The commandant in question gave a “fire and brimstone” talk exhorting the soon-to-be commanders to “know everything about your unit, and I mean everything.”
When he finished, the commandant headed to the closest door, followed by his aide. The general opened the door and walked in, with the aide right behind. The aide shut the door, which was the door to the classroom storage room.
With the door shut it was dark as pitch inside, and for several minutes both men tried in vain to find either the light switch or door knob. It was only a couple of minutes, but seemed like hours to those in the class, the instructor, and the general and his aide.
I’ve read that Mort Walker, creator of the long-running and highly popular comic strip Beetle Bailey, sometimes asks serving military members to provide suggestions for the strip. Things that have happened that are humorous, ridiculous, etc., in their units.
If true, last Sunday’s strip could have been suggested by someone at CGSC many years ago. The strip showed the hapless Brig. Gen. Halftack in a doctor’s office getting a bottle of pills. As he was leaving, the doctor kept saying “Take one, not two pills.”
Halftrack grumbled about having heard the doctor, and opened a door to leave. A strip or two later he emerged from a storage room, opened the door marked “exit,” and left, while the doctor continued to tell him to take one, not two pills.
Many years ago one of the classes provided by CGSC was begun and called the Pre-command Course. All U.S. Army lieutenant colonels and colonels selected to command battalions and brigades had to come to the fort for a varying length of time to learn some of the intricacies of command.
The commandant always spoke to the class and shared some of a three-star general’s perspective about command at lower levels.
The commandant’s talk was scheduled in different meeting rooms or classrooms depending on the size of the class and other considerations. When Bell Hall was still the home of CGSC most of these talks by the commandant were in a tiered conference room known as Classroom 6.

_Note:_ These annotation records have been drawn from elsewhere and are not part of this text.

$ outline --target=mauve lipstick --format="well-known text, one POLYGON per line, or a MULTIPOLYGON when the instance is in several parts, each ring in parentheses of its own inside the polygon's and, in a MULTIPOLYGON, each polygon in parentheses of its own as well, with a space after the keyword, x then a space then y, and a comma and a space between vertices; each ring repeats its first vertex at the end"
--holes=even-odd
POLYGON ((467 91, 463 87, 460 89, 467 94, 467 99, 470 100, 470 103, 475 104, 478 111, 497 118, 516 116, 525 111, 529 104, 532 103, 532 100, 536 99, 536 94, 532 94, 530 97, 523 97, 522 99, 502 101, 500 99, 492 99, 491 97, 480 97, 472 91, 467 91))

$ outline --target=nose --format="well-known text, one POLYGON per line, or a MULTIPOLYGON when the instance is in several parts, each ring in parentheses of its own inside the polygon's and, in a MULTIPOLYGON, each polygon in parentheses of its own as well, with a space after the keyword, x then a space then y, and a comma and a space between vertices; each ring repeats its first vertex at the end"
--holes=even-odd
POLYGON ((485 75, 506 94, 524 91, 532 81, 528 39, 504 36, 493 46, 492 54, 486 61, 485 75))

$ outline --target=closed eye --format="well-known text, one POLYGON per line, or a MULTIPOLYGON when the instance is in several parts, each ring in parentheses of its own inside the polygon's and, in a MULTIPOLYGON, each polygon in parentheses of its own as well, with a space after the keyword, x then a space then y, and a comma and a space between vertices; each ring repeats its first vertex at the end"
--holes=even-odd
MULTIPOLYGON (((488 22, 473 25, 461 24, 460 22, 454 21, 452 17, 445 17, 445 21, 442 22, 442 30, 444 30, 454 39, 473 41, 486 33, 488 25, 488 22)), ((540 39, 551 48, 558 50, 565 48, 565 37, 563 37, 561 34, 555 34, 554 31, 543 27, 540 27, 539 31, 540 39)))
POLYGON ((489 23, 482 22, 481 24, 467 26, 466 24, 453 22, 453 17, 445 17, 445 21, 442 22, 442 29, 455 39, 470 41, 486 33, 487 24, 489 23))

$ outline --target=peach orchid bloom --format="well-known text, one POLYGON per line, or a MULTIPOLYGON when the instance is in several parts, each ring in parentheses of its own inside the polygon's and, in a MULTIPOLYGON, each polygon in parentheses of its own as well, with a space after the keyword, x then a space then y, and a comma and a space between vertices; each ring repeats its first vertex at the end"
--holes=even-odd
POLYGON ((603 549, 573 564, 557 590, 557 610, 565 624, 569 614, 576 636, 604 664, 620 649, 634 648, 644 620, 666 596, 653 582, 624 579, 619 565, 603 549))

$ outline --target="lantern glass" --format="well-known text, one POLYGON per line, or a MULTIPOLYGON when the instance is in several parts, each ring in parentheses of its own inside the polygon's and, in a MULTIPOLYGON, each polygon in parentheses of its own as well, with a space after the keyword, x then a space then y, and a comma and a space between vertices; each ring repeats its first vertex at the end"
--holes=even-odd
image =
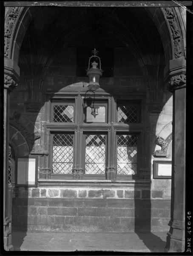
POLYGON ((94 116, 95 118, 96 116, 99 114, 98 113, 98 109, 99 109, 99 107, 93 107, 91 108, 91 114, 94 116))
POLYGON ((99 78, 100 75, 94 72, 88 74, 89 78, 89 83, 88 85, 88 89, 92 91, 95 91, 99 88, 99 78))

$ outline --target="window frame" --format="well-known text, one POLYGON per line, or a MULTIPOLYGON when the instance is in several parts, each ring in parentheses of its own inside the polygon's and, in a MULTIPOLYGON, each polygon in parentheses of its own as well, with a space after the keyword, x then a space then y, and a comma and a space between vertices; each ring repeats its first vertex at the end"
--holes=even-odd
MULTIPOLYGON (((135 99, 133 97, 130 99, 127 95, 125 96, 125 99, 116 98, 113 95, 111 95, 107 93, 97 92, 95 96, 95 102, 96 104, 101 106, 106 106, 105 109, 105 121, 106 122, 94 122, 92 123, 86 123, 84 122, 85 115, 83 112, 83 107, 85 101, 87 97, 93 98, 93 94, 88 93, 85 97, 86 91, 76 91, 76 92, 69 93, 66 96, 64 92, 57 93, 55 93, 52 98, 51 98, 49 102, 50 107, 49 109, 51 113, 50 116, 51 122, 46 124, 45 126, 48 129, 51 135, 50 138, 50 154, 48 162, 51 166, 51 179, 73 179, 73 173, 70 174, 53 174, 52 173, 52 159, 53 159, 53 138, 51 135, 57 134, 58 133, 70 134, 72 133, 74 134, 74 150, 73 150, 73 169, 74 168, 75 157, 77 160, 77 154, 79 151, 82 151, 80 158, 79 157, 80 162, 80 166, 82 166, 83 170, 83 179, 84 180, 107 180, 107 170, 109 166, 109 163, 112 162, 113 157, 116 158, 116 168, 117 169, 117 134, 136 134, 137 135, 137 173, 135 175, 116 175, 117 180, 131 180, 133 178, 134 179, 138 179, 139 175, 140 169, 142 165, 143 161, 142 157, 140 156, 144 150, 144 141, 142 140, 143 133, 145 129, 145 119, 142 115, 142 105, 144 104, 145 99, 144 97, 137 98, 135 99), (126 98, 127 97, 127 98, 126 98), (138 106, 139 113, 140 115, 140 122, 136 123, 122 123, 118 122, 117 120, 117 109, 118 105, 132 105, 133 104, 138 106), (54 105, 74 105, 74 122, 53 122, 53 111, 54 105), (116 147, 114 149, 113 155, 112 157, 108 148, 114 143, 112 143, 112 137, 111 133, 113 130, 115 131, 114 139, 116 140, 116 147), (82 133, 82 138, 79 138, 79 142, 78 143, 75 139, 76 132, 82 133), (106 146, 105 146, 105 175, 96 174, 85 174, 85 142, 84 141, 84 137, 85 134, 104 134, 106 135, 106 146), (81 145, 78 145, 78 143, 82 141, 81 145)), ((49 104, 49 103, 48 103, 49 104)), ((81 136, 81 135, 79 135, 81 136)), ((110 165, 112 165, 112 163, 110 165)))
POLYGON ((106 179, 106 172, 107 169, 107 145, 108 142, 108 134, 107 132, 105 131, 102 132, 96 132, 94 131, 83 131, 82 136, 82 149, 84 149, 84 151, 82 150, 82 152, 84 153, 82 154, 82 169, 83 170, 83 177, 85 177, 85 179, 88 179, 89 178, 91 178, 91 179, 93 179, 95 177, 96 177, 96 179, 101 179, 105 180, 106 179), (87 174, 85 173, 85 154, 86 154, 86 136, 87 135, 104 135, 105 136, 105 174, 87 174))
POLYGON ((66 177, 71 177, 72 175, 72 174, 67 174, 67 173, 54 173, 53 170, 53 140, 54 140, 54 134, 73 134, 74 136, 73 138, 73 155, 72 157, 72 169, 74 168, 74 132, 69 132, 67 131, 65 131, 65 132, 51 132, 50 134, 51 137, 51 143, 50 144, 50 152, 51 152, 51 157, 50 159, 50 166, 51 167, 51 177, 61 177, 61 176, 65 176, 66 177))
POLYGON ((133 177, 136 178, 139 177, 139 149, 140 148, 140 133, 137 132, 126 132, 125 131, 117 131, 116 133, 116 169, 117 170, 116 172, 116 177, 119 178, 120 180, 125 180, 127 178, 130 178, 131 177, 133 177), (117 136, 119 135, 136 135, 137 136, 137 171, 136 174, 131 174, 131 175, 123 175, 123 174, 117 174, 117 136))
POLYGON ((51 102, 51 122, 53 123, 75 123, 75 100, 74 101, 73 100, 69 100, 69 99, 65 101, 65 103, 62 103, 61 101, 52 101, 51 102), (54 106, 68 106, 71 105, 73 106, 74 107, 74 113, 73 113, 73 122, 54 122, 54 106))
POLYGON ((142 102, 139 100, 117 100, 116 102, 116 119, 115 121, 116 122, 119 124, 138 124, 142 122, 142 102), (138 122, 118 122, 118 108, 119 106, 136 106, 137 107, 138 110, 138 122))

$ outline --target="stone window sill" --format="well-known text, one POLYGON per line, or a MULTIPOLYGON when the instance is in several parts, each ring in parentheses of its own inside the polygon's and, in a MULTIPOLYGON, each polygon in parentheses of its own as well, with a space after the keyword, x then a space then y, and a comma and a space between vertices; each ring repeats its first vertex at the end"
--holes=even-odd
POLYGON ((149 187, 150 180, 55 180, 38 179, 40 186, 99 186, 101 187, 149 187))

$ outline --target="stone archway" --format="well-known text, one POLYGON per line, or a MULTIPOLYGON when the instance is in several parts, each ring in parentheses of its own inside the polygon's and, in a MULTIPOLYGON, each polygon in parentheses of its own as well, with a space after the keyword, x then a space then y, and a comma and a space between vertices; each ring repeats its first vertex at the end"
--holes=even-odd
MULTIPOLYGON (((34 10, 32 11, 32 8, 30 7, 10 7, 9 9, 7 8, 6 11, 5 35, 6 79, 4 83, 5 84, 5 90, 6 91, 5 95, 7 93, 8 93, 6 100, 8 106, 8 108, 6 109, 6 111, 7 111, 5 113, 6 114, 9 113, 9 93, 8 93, 7 89, 10 90, 15 86, 16 83, 19 80, 20 70, 17 64, 20 47, 28 26, 35 13, 35 11, 34 10)), ((184 87, 185 83, 185 78, 184 78, 184 75, 185 72, 185 66, 184 57, 185 46, 182 39, 184 38, 183 34, 184 28, 182 27, 182 18, 180 17, 179 20, 177 19, 177 17, 179 16, 179 15, 178 14, 178 16, 176 16, 177 12, 173 8, 163 8, 162 9, 162 10, 159 9, 159 10, 157 10, 154 12, 151 12, 152 17, 160 32, 163 44, 165 47, 165 55, 168 65, 168 67, 165 70, 166 77, 167 80, 170 79, 170 90, 172 91, 174 91, 175 94, 176 88, 177 87, 181 88, 182 87, 184 87), (159 19, 160 17, 161 17, 161 20, 159 19), (162 20, 162 22, 161 24, 160 23, 160 20, 162 20), (166 33, 166 32, 167 32, 166 33), (165 34, 166 34, 166 36, 165 36, 165 34)), ((180 97, 178 94, 176 96, 176 96, 180 97)), ((183 103, 184 102, 184 98, 182 98, 181 97, 180 99, 182 99, 182 104, 183 104, 183 103)), ((178 102, 178 98, 176 99, 176 102, 177 101, 178 102)), ((175 103, 174 104, 175 104, 175 103)), ((175 113, 177 114, 179 110, 178 110, 178 108, 177 108, 176 103, 174 105, 174 107, 175 107, 175 113)), ((7 120, 4 120, 4 122, 8 126, 9 121, 7 119, 7 120)), ((179 120, 176 121, 175 127, 178 125, 179 122, 179 120)), ((183 123, 184 124, 184 120, 183 123)), ((180 128, 182 128, 182 126, 180 128)), ((174 139, 175 137, 176 136, 176 130, 173 131, 174 139), (175 131, 176 135, 175 135, 175 131)), ((9 133, 7 133, 5 135, 6 144, 7 144, 7 139, 6 138, 8 137, 9 137, 9 133)), ((182 138, 182 141, 183 139, 184 141, 184 137, 182 138)), ((177 141, 176 143, 177 143, 177 141)), ((173 152, 174 152, 174 150, 173 150, 173 152)), ((173 154, 175 153, 173 153, 173 154)), ((4 157, 6 159, 6 155, 4 156, 4 157)), ((6 160, 5 166, 7 166, 6 163, 6 160)), ((4 171, 6 176, 6 169, 4 171)), ((175 197, 176 196, 176 195, 174 194, 173 195, 174 198, 175 198, 174 195, 175 197)), ((184 193, 183 194, 183 196, 184 196, 184 193)), ((6 200, 6 194, 5 200, 6 200)), ((182 197, 181 199, 182 199, 182 197)), ((5 219, 6 218, 6 214, 5 219)), ((5 227, 7 227, 7 229, 9 230, 8 224, 9 224, 9 222, 8 221, 7 222, 7 224, 6 224, 5 227)), ((172 226, 172 224, 171 225, 172 226)), ((182 226, 183 226, 183 223, 182 226)), ((174 227, 173 227, 173 227, 175 228, 174 227)), ((179 229, 182 230, 182 226, 180 226, 180 227, 181 228, 179 229)), ((8 233, 7 232, 7 233, 8 233)), ((8 237, 8 236, 6 236, 7 238, 8 237)), ((7 240, 9 240, 9 239, 7 240)), ((181 240, 183 241, 182 239, 181 240)), ((9 243, 7 242, 6 244, 7 247, 5 246, 5 248, 8 248, 8 250, 10 249, 9 243)), ((180 248, 179 250, 181 249, 180 248)))

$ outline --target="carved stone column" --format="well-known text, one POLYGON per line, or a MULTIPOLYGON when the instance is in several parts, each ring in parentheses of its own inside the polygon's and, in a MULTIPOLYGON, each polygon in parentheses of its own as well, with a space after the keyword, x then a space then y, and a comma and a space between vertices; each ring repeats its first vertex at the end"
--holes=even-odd
POLYGON ((168 90, 173 93, 171 219, 165 251, 183 252, 185 241, 186 75, 172 76, 168 90))
MULTIPOLYGON (((82 146, 82 131, 75 131, 74 133, 75 144, 82 146)), ((83 175, 82 154, 84 151, 83 148, 81 148, 81 150, 79 148, 77 147, 74 149, 74 160, 72 170, 73 178, 78 180, 82 179, 83 175)))
POLYGON ((12 191, 11 189, 11 192, 9 193, 8 186, 9 93, 17 87, 17 84, 10 76, 9 73, 8 75, 6 73, 4 77, 3 239, 6 250, 13 250, 11 244, 11 209, 10 204, 12 202, 12 191))

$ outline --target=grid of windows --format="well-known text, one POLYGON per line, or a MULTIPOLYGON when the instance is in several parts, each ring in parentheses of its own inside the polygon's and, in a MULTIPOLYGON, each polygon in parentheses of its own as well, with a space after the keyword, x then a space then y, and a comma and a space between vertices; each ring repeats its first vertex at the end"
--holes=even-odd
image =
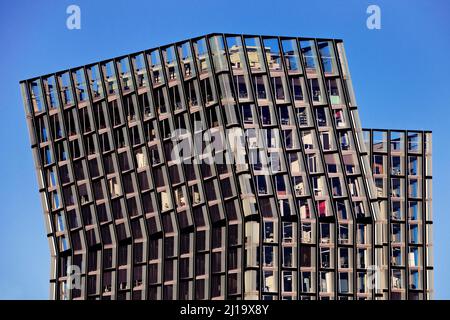
POLYGON ((210 34, 21 85, 52 298, 382 297, 341 40, 210 34))
POLYGON ((380 205, 380 291, 389 299, 432 299, 431 132, 364 134, 380 205))

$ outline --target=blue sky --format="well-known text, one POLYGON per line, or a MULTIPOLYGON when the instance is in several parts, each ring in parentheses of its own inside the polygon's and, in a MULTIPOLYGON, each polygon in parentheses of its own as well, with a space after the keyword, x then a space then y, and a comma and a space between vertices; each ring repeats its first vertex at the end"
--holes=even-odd
POLYGON ((2 1, 0 299, 48 298, 19 80, 210 32, 342 38, 363 127, 433 131, 435 298, 450 299, 449 13, 445 0, 2 1), (81 30, 66 28, 70 4, 81 30), (370 4, 381 8, 380 30, 366 27, 370 4))

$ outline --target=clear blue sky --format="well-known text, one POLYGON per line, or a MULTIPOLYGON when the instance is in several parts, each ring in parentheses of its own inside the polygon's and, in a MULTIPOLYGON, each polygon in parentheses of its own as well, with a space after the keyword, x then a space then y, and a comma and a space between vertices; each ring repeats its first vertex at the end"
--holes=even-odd
POLYGON ((433 131, 435 297, 449 299, 449 14, 446 0, 2 1, 0 299, 48 298, 19 80, 209 32, 342 38, 363 126, 433 131), (66 28, 70 4, 81 7, 81 30, 66 28), (366 28, 370 4, 381 30, 366 28))

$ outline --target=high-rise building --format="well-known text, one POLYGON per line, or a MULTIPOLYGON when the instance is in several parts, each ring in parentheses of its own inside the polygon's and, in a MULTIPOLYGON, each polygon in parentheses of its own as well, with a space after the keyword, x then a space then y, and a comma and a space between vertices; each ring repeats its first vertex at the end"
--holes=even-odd
MULTIPOLYGON (((431 231, 385 241, 341 40, 209 34, 21 86, 52 299, 429 298, 406 257, 431 231)), ((399 228, 431 228, 414 199, 399 228)))
POLYGON ((432 299, 431 132, 364 134, 380 206, 380 285, 389 299, 432 299))

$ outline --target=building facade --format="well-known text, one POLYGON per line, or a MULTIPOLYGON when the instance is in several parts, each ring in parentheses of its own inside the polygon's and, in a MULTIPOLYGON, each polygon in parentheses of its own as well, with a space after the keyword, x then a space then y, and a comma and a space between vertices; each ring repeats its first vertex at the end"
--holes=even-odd
POLYGON ((364 130, 379 198, 381 286, 389 299, 433 298, 432 136, 364 130))
POLYGON ((428 262, 403 288, 431 232, 388 263, 341 40, 209 34, 21 87, 52 299, 429 298, 428 262))

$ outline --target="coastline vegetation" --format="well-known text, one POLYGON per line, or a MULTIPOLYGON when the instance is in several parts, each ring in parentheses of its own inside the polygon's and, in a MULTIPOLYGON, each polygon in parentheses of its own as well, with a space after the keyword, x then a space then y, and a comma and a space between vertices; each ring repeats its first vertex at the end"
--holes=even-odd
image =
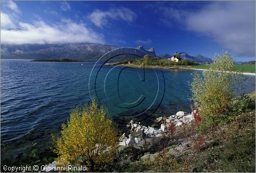
POLYGON ((67 58, 60 58, 58 59, 38 59, 32 60, 31 61, 39 61, 39 62, 84 62, 80 60, 71 59, 67 58))
MULTIPOLYGON (((234 64, 234 67, 231 70, 238 72, 255 73, 255 61, 249 61, 240 64, 234 64)), ((201 63, 193 66, 191 68, 193 69, 208 69, 209 66, 206 63, 201 63)))
MULTIPOLYGON (((153 64, 152 58, 135 63, 153 64)), ((225 73, 234 66, 227 52, 217 55, 190 83, 194 120, 179 126, 170 122, 161 137, 140 147, 118 146, 112 120, 95 99, 75 108, 60 135, 53 136, 55 160, 59 166, 87 165, 90 172, 255 172, 255 91, 236 97, 234 84, 242 83, 243 77, 225 73)), ((23 165, 52 160, 41 160, 31 149, 23 155, 23 165)))
POLYGON ((60 166, 70 164, 100 170, 114 155, 117 133, 112 120, 103 106, 93 99, 90 105, 76 107, 62 124, 61 136, 53 136, 53 152, 60 166))
POLYGON ((129 61, 131 62, 130 64, 132 66, 141 66, 144 64, 146 67, 175 67, 195 64, 195 62, 191 60, 181 59, 178 62, 175 62, 164 58, 152 57, 148 55, 144 55, 143 58, 130 58, 112 62, 110 64, 127 64, 129 61))

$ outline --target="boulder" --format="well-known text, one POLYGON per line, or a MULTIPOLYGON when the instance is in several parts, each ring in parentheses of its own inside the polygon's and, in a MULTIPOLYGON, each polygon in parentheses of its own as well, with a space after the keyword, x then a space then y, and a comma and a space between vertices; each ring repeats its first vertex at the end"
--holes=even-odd
POLYGON ((129 135, 129 138, 124 139, 122 142, 119 143, 119 145, 132 145, 135 143, 134 134, 129 135))
POLYGON ((172 115, 171 116, 170 116, 170 117, 172 117, 172 118, 175 118, 175 117, 176 116, 176 115, 172 115))
POLYGON ((169 123, 170 121, 172 121, 172 119, 170 118, 167 118, 165 120, 165 121, 166 122, 166 123, 169 123))
POLYGON ((182 123, 181 122, 179 121, 179 122, 177 122, 176 123, 176 124, 175 125, 175 126, 181 125, 182 124, 182 123))
POLYGON ((179 111, 176 113, 176 116, 178 117, 183 117, 185 116, 185 113, 183 111, 179 111))
POLYGON ((156 123, 159 123, 159 122, 160 122, 161 121, 162 121, 162 120, 163 120, 163 117, 158 117, 157 119, 156 119, 155 121, 156 123))
POLYGON ((186 115, 185 116, 184 116, 183 118, 182 118, 182 121, 184 123, 189 123, 191 121, 192 121, 194 119, 193 116, 192 115, 186 115))
POLYGON ((161 124, 160 128, 161 128, 161 129, 162 129, 162 131, 164 132, 169 128, 169 126, 170 126, 170 124, 161 124))
POLYGON ((159 157, 160 154, 159 153, 155 154, 148 154, 144 155, 140 158, 140 160, 143 162, 154 161, 156 159, 159 157))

But on the occasion of this column’s talk by the commandant, the talk was given in a regular CGSC classroom that would hold an entire section of CGSC students, usually 66.
Each classroom had a storage room inside it. The classroom entry doors had glass panes on them; the storage room didn’t.
The commandant in question gave a “fire and brimstone” talk exhorting the soon-to-be commanders to “know everything about your unit, and I mean everything.”
When he finished, the commandant headed to the closest door, followed by his aide. The general opened the door and walked in, with the aide right behind. The aide shut the door, which was the door to the classroom storage room.
With the door shut it was dark as pitch inside, and for several minutes both men tried in vain to find either the light switch or door knob. It was only a couple of minutes, but seemed like hours to those in the class, the instructor, and the general and his aide.
Finally the door opened and out walked, quite briskly, a red-faced three-star. As he headed for the classroom entrance door, he mumbled something to the effect “Well, even a three-star can’t know absolutely everything about every little thing in his command.”
No one in the class laughed, although a lieutenant colonel who was there said later it was the hardest he’d ever had to try to stifle a laugh. Even after the general departed the room no one laughed as no one wanted that fact to get back to the general.
I worked in Bell Hall at the time and was always going in classroom storage rooms for one thing or another. But shortly after the above incident, when I tried to enter one, it was locked. I had to go to the classroom services office for a key, and inquired why the storage rooms were now locked.
I was told that the day after the general’s gaffe, word came down that from that day unto ever more, storage rooms inside classrooms would be locked.
The reason was apparent. No future general would ever make a spectacle of himself by trying to exit an unfamiliar classroom. Lock the offending door and solve the problem.
John Reichley is a retired Army officer and retired Department of the Army civilian employee.